2022-01-23t/eml.t: ignore newer Email::MIME behavior
Once again, our message parser class matches the more tolerant behavior of older Email::MIME releases in order to handle ancient messages. This fixes <https://bugs.debian.org/1002219>, but dropping Email::MIME entirely from the test suite may be prudent in the future.
2021-12-08Makefile.PL: fix useless use of push
2021-11-30eliminate some unused subs
->newsgroup_matches was never used, and ->shard_over_check was dropped in 89193578d21f (extindex: --gc checkpoints, 2021-10-06).
2021-11-22lei: always use 3-arg open perlop
Future-proofing in case future versions of Perl warn on this, since 2-arg forms of open may be subject to injection vulnerabilities with non-literal args.
2021-11-22spawn: avoid C++ keyword `try'
This is future-proofing in case we build against Xapian directly in the future, which would require a C++ compiler.
2021-11-22searchidx: avoid modification of read-only `$_'
This fixes the "Modification of a read-only value attempted at ..." error in an initial run of t/reindex-time-range.t. It was reproducible by running `rm -rf t/data-gen/reindex-time-range.v*' before `make && prove -bvw t/reindex-time-range.t'. Thanks to Jörg Rödel for providing the backtrace which helped find this. Debugged-by: Jörg Rödel <joro@8bytes.org> Link: https://public-inbox.org/meta/YZuZEY+WSnm4wlrS@8bytes.org/
2021-11-22t/lei-mirror: skip lei comparisons if lei missing
We can't compare created_at times with lei if lei tests are skipped due to Inline::C or Socket::MsgHdr unavailability. Reported-by: Jörg Rödel <joro@8bytes.org> Link: https://public-inbox.org/meta/YZebmAxlFJy4lqAw@8bytes.org/
2021-11-15lei forget-search: add help for --prune
This enables tab-completion, since I'm using --prune quite a bit and my fingers are about to fall off :<
2021-11-10t/lei-watch: test with with higher sleep
0.1s may not be enough for a task switch and inotify wakeup, so try doubling it and see if it fixes test reliability, for now. A future change may be to implement a watcher/tracer for inotify -> lei/store events. Link: https://public-inbox.org/meta/20211104134327.zrf5jijfz7dsvb7l@meerkat.local/
2021-11-10lei q: make HTTP(S) query strings even less ugly
Following commit 57fed2e4b78ed394 (lei: normalize whitespace in remote queries, 2021-09-11), leaving the trailing `\n' from stdin queries to be normalized to ` ' (SP) causes it to appear as `+' in URLs, which Xapian ignores.

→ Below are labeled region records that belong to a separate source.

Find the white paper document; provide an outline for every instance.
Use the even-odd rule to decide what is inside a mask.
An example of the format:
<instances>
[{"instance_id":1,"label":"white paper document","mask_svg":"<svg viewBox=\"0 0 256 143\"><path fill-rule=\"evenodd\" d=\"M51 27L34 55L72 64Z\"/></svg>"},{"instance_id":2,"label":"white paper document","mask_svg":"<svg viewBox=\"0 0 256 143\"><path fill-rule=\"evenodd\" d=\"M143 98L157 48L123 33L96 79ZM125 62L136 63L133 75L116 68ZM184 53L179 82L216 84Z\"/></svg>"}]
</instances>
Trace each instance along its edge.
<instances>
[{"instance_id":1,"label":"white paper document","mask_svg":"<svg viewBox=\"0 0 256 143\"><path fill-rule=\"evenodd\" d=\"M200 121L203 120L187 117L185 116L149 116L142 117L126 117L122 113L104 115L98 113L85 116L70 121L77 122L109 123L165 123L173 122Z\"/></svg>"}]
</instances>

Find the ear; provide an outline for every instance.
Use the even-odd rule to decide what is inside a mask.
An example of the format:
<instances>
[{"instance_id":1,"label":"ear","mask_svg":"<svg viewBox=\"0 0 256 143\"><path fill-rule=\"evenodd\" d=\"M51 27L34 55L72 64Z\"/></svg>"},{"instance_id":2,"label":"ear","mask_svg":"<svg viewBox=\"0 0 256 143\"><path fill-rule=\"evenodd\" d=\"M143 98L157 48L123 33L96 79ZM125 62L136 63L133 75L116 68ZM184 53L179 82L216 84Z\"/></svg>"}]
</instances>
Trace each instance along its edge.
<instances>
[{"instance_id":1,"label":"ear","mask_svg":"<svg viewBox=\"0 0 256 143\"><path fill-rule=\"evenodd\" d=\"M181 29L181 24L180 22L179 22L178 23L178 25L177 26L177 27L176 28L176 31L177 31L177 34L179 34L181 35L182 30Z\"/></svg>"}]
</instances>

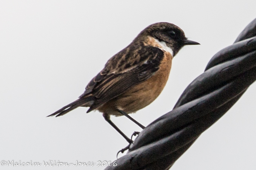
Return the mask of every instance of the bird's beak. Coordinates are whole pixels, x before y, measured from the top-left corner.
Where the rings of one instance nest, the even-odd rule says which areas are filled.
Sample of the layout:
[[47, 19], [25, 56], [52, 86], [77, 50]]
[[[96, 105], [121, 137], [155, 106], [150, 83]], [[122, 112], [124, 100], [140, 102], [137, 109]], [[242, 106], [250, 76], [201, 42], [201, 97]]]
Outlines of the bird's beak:
[[184, 45], [200, 45], [199, 43], [197, 42], [194, 41], [193, 41], [189, 40], [188, 39], [185, 39], [183, 41], [183, 43]]

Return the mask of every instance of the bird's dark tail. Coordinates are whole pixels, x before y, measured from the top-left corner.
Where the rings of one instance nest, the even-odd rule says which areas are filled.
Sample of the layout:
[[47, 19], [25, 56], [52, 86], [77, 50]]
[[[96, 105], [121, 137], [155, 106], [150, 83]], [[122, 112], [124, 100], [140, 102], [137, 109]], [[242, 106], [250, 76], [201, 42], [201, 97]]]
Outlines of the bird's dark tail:
[[80, 106], [90, 107], [94, 102], [93, 97], [93, 97], [93, 96], [89, 96], [88, 97], [79, 98], [48, 116], [47, 117], [53, 116], [56, 115], [57, 115], [56, 117], [62, 116]]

2021-11-10lei q: disallow "\n" in argv[] elements
I don't expect this to be hit in real-world use via normal interactive shells. However, somebody could accidentally add "\n" in languages (e.g. Perl, C) where it's easy to pass "\n" in argv[].
2021-11-10lei up: infer rawstr from old searches via trailing "\n"

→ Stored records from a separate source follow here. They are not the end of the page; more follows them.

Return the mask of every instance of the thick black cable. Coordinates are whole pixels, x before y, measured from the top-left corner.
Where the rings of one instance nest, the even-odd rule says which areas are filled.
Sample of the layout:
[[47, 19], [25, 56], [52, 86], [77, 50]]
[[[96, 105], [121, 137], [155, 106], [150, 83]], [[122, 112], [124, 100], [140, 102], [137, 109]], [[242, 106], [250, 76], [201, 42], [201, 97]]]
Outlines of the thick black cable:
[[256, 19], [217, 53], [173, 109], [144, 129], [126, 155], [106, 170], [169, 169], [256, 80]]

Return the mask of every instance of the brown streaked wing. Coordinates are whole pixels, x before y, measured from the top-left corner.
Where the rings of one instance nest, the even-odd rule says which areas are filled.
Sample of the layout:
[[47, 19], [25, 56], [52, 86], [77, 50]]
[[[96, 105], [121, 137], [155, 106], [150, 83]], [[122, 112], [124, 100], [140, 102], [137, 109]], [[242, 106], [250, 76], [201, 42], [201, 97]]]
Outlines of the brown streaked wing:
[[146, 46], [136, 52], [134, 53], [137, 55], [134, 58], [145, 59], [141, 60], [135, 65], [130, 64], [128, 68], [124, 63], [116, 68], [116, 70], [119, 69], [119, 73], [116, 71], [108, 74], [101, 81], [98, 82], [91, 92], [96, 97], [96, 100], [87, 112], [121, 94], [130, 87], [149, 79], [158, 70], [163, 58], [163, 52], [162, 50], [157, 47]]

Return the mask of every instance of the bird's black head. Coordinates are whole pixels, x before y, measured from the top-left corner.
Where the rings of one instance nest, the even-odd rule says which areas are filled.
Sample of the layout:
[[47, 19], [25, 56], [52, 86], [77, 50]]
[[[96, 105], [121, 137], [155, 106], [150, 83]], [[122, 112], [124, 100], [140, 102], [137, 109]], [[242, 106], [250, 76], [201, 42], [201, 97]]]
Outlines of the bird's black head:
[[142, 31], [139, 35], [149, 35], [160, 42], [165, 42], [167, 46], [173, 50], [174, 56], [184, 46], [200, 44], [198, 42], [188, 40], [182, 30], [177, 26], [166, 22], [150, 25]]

For --stdin searches created prior to commit 666dde69a3f6 (lei q|up: fix saved searches for single-phrase search, 2021-11-08) we still want to be able to run "lei up" on them without regressions. So assume nobody manages to enter "\n" as an argv[] element and consider the presence of "\n" as a previous --stdin use. This fixes errors from "lei up" such as: lei_xsearch 2 wq_worker: Exception: Key too long: length was 840 bytes, maximum length of a key is 255 bytes at ../PublicInbox/IPC.pm line 250. Fixes: 666dde69a3f6 ("lei q|up: fix saved searches for single-phrase search")
2021-11-10ipc: note failing sub name
Hopefully problems can get diagnosed more quickly with the sub name in the error message.
2021-11-10solver: support sha256 coderepos
Tested manually on a newish project I'm working on.